Bugzilla – Bug 522
Raw POST request body gets lost if no query is contained
Last modified: 2007-06-05 11:05:28
You need to log in before you can comment on or make changes to this bug.
When I post data conforming to a query-like structure to a Helma action I get the key/value pairs resolved in req.data: # POST http://localhost:8080/post Please enter content (application/x-www-form-urlencoded) to be POSTed: n=1&foo=bar // Root/post.hac: res.writeln(req.data.n); // "1" res.writeln(req.data.foo); // "bar" However, if the data does not conform to this structure there is currently no way (at least I know of) to get the request content: # POST http://localhost:8080/post Please enter content (application/x-www-form-urlencoded) to be POSTed: Hello, World! Here, the only option I found so far is using req.servletRequest.inputStream which would provide access to the content; unfortunately, it does not return anything: // Root/post.hac var result = []; while (req.servletRequest.inputStream.readLine(result, 0, 1024) {} res.writeln(result.join("")); // "" Is there any way the raw content of a request's body could be made accessible? (Sidenote: PHP provides the "php://input" quirk [1] to achieve this. Obviously, we are not alone here.) -- [1] http://at.php.net/manual/en/language.variables.external.php#30485
The problem seems to be that the request is sent with content type application/x-www-form-urlencoded, which triggers the helma servlet to parse the body as form parameters, but then chokes because it's not the key1=value1&key2=value2 format it expects. This explains why the input stream is consumed and you don't get anything from the req.servletRequest.inputStream. (There's also a req.servletRequest.reader, which is a java.io.BufferedReader and might be more convenient to read, btw). The solution I'm likely to implement is to store any unnamed data in an x-www-form-urlencoded request into some place like req.data.http_body.

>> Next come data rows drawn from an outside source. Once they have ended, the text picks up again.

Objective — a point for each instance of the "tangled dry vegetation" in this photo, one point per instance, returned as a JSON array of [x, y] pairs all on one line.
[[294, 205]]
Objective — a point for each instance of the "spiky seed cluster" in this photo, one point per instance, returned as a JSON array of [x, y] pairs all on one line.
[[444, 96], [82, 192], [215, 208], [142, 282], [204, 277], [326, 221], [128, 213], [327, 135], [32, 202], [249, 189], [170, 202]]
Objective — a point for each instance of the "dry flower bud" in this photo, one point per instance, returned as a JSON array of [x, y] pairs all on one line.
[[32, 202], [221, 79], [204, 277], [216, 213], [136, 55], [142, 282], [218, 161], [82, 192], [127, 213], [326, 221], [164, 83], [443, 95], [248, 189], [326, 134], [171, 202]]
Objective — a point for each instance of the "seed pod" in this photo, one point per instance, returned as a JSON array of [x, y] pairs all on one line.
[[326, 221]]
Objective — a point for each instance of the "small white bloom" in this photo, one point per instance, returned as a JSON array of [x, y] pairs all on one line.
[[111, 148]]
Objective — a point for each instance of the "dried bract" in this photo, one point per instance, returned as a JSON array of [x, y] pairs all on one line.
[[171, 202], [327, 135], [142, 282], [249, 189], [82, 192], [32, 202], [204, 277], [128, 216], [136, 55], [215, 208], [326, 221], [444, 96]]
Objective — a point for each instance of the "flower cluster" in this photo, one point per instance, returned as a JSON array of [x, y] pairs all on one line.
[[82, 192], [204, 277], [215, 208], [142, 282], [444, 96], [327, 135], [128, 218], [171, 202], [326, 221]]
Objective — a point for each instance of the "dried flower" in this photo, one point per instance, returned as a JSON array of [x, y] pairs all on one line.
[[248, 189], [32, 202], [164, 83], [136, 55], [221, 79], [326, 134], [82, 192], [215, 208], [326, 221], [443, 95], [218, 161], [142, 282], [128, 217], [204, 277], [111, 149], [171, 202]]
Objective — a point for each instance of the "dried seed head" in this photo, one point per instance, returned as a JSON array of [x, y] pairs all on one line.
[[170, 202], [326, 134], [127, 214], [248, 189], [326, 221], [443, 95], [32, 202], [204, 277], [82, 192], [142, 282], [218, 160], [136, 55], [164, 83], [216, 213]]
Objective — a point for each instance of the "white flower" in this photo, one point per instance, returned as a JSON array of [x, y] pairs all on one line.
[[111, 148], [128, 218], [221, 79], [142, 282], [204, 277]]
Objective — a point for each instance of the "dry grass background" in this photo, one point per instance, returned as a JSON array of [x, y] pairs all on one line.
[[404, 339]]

For example, with post body "foo=bar&xxx", req.data.http_body would be set to "xxx", with body "foo+bar", req.data.http_body would be set to "foo bar", while for body "foo=bar" req.data.http_body wouldn't be set at all. Any other suggestions?
(In reply to comment #1) > The problem seems to be that the request is sent with content type > application/x-www-form-urlencoded, which triggers the helma servlet to parse > the body as form parameters, but then chokes because it's not the > key1=value1&key2=value2 format it expects. This explains why the input stream > is consumed and you don't get anything from the req.servletRequest.inputStream. That's what I observed, too: as soon as I posted such key/value pairs in the HTTP body Helma recognized the data. > (There's also a req.servletRequest.reader, which is a java.io.BufferedReader > and might be more convenient to read, btw). I tried the reader at first but got a java.lang.IllegalStateException which according to the API docs is due to "the getInputStream() method has already been called for this request" [1]. > The solution I'm likely to implement is to store any unnamed data in an > x-www-form-urlencoded request into some place like req.data.http_body. For > example, with post body "foo=bar&xxx", req.data.http_body would be set to > "xxx", with body "foo+bar", req.data.http_body would be set to "foo bar", while > for body "foo=bar" req.data.http_body wouldn't be set at all. I like this solution, it sounds good. Or could this issue be solved by changing the content type of the very request? Ciao, tobi -- [1] http://java.sun.com/products/servlet/2.2/javadoc/javax/servlet/ServletRequest.html#getReader()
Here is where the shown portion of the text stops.